Q: Which questionnaire was used to classify food addiction, and is it validated?
A: The study used the Yale Food Addiction Scale (YFAS), a validated self-report framework that operationalizes addiction-like eating symptoms using diagnostic-style criteria. It is widely used in research to standardize case identification and symptom counts for food addiction screening studies.
Q: What features most consistently predict food addiction risk in this model?
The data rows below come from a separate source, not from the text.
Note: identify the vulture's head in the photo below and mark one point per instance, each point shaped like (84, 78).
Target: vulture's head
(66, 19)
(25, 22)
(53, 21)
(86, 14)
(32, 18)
A: The most consistently selected predictors were feelings of worthlessness, impulsivity, psychological distress/negative affect, anger/emotional dysregulation, and BMI-related variables. These factors align with broader findings linking emotion-driven coping and reduced inhibitory control to addictive-like eating patterns.
Q: What are the risks of false positives or false negatives, and how should universities handle them?
A: False positives can cause unnecessary worry or stigma; false negatives can delay support for students who need help. Universities should frame outputs as supportive screening (not diagnosis), provide human follow-up for flagged cases, keep self-referral pathways open for all students, and evaluate different risk thresholds depending on available resources and the relative cost of missed cases.
Q: Can this type of AI screening be used ethically in digital mental health tools on campus?
A: Yes, but only with strong safeguards: informed consent, data minimization, secure storage, restricted access, transparency about how predictions are used, and a clear policy that results are used to offer help—not to penalize students. Ongoing auditing for bias and periodic re-validation are also important as student populations and stressors change over time.